IANS | 16 Jan, 2024
Ride-hailing major Uber is shutting down its alcohol delivery service called Drizly which it acquired for $1.1 billion.
The company had planned to integrate Drizly into Uber Eats but never succeeded.
Drizly brand will be discontinued by March, reports Axios.
"After
three years of Drizly operating independently within the Uber family,
we’ve decided to close the business and focus on our core Uber Eats
strategy of helping consumers get almost anything – from food to
groceries to alcohol – all on a single app," an Uber spokesperson said
in a statement.
"We’re grateful to the Drizly team for their many
contributions to the growth of the BevAlc delivery category as the
original industry pioneer," the spokesperson added.

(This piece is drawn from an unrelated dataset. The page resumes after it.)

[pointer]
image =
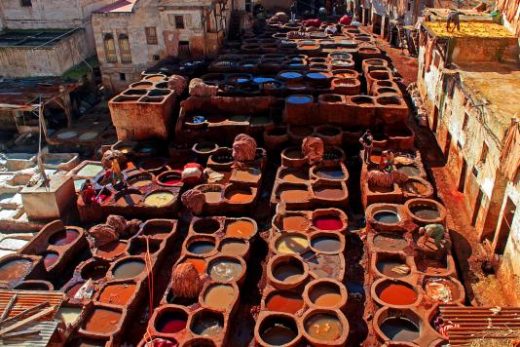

Drizly provided backend technology that let local liquor stores provide their own deliveries.
In
2020, it confirmed a hack that exposed information of around 2.5
million customers. It was the leading on-demand alcohol marketplace in
the US, available in more than 1,400 cities.
After alcohol at
your doorstep, Uber CEO Dara Khosrowshahi had even planned to deliver
cannabis or marijuana when "the road is clear".
The Uber CEO had
told CNBC News in 2021 that the ride-hailing company could start
delivering weed once federal regulation allows the company to do so.
"When
the road is clear for cannabis, when federal laws come into play, we're
absolutely going to take a look at it," Khosrowshahi was quoted as
saying in the report.
Marijuana still remains illegal under the US federal law, but some lawmakers have expressed a willingness to change the policy.